Makanan yang mengandung protein hewani seperti ikan dan telur cenderung terjangkau di beberapa wilayah Indonesia tetapi ibu enggan memilihnya sebagai makan pendamping ASI (MPASI).
“Terkadang, mata harian masyarakat di sana (lokasi studi) misalnya adalah nelayan, tetapi sayangnya ikan bukan makanan sehari-sehari mereka. Malah, ikannya dijual. Atau misalnya mereka punya ayam, tetapi telurnya tidak dikonsumsi sehari-hari,” papar Fransisca.
Ia menyampaikan, beberapa orangtua juga ragu memberikan ikan untuk anak mereka karena takut duri pada ikan membahayakan anak.
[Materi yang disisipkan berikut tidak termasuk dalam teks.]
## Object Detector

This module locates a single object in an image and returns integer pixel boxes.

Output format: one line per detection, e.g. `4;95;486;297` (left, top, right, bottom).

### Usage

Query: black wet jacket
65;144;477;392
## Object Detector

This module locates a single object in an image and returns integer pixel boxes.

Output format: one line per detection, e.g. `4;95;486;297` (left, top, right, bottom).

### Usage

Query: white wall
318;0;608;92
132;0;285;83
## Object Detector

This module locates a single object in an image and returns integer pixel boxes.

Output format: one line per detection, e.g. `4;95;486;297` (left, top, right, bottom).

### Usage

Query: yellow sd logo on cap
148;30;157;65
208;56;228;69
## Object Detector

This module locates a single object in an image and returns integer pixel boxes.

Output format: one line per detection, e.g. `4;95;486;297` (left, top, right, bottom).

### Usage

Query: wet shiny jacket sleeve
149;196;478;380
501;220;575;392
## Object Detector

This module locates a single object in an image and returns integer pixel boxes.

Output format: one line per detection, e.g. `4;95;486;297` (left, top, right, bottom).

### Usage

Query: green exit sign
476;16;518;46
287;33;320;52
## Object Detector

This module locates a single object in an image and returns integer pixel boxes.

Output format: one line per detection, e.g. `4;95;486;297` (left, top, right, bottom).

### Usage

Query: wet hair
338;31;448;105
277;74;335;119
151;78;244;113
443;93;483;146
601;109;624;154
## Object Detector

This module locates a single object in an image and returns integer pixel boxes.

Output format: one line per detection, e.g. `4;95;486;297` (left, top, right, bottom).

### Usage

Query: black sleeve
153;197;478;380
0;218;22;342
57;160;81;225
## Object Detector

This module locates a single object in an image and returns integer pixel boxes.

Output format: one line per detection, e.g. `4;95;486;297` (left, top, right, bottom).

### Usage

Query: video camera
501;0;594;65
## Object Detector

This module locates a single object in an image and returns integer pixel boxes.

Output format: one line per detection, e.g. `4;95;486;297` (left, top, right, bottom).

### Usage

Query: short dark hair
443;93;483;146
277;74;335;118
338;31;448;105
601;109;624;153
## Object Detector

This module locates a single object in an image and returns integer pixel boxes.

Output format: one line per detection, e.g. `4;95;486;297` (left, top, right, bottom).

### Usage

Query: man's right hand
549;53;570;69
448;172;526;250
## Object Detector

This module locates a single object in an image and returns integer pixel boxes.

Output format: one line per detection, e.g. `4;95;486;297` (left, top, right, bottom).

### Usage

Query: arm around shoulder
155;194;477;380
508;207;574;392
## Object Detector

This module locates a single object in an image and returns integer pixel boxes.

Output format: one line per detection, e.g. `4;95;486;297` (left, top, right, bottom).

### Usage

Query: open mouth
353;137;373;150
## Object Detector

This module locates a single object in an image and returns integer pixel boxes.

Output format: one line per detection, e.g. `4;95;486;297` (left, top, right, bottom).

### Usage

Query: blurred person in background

3. Porsi makan dan makanan kemasan
Hasil studi mendapati ibu-ibu di Indonesia masih kesulitan menghitung berapa porsi makan ideal yang harus dikonsumsi bayi dan anak setiap hari.
Ibu-ibu di Indonesia masih kesulitan menghitung berapa porsi makan ideal yang harus dikonsumsi bayi dan anak setiap hari. Bahkan, pemberian makan hanya dilakukan ketika anak meminta, sehingga cenderung tidak teratur.
Selain itu, kata dia, ibu-ibu muda merasa lebih aman jika memberikan makanan kemasan khusus bayi yang takarannya dinilai sudah jelas dan pas.
“Dan juga menurut mereka (ibu muda) sudah jelas takarannya (makanan kemasan khusus bayi). Jadi, daripada ribet, dikasih saja makanan kemasan,” jelas Fransisca.
4. Kudapan untuk bayi dan balita
Fransisca pun mengatakan, pihaknya mendapati bayi yang masih berusia enam bulan dan bayi di bawah usia lima tahun (balita) kerap diberi kudapan atau snack berupa biskuit, crackers, atau kue, agar tidak rewel.
“(Orangtua) lihat anak-anak lain dikasih snack, ya sudah saya kasih juga deh anak saya, atau kadang-kadang ibu juga merasa dahulu nggak bisa jajan, nah nggak mau anak saya kayak begitu juga, jadi ya sudah deh supaya anak lebih happy, dikasih snack,” kata Fransisca.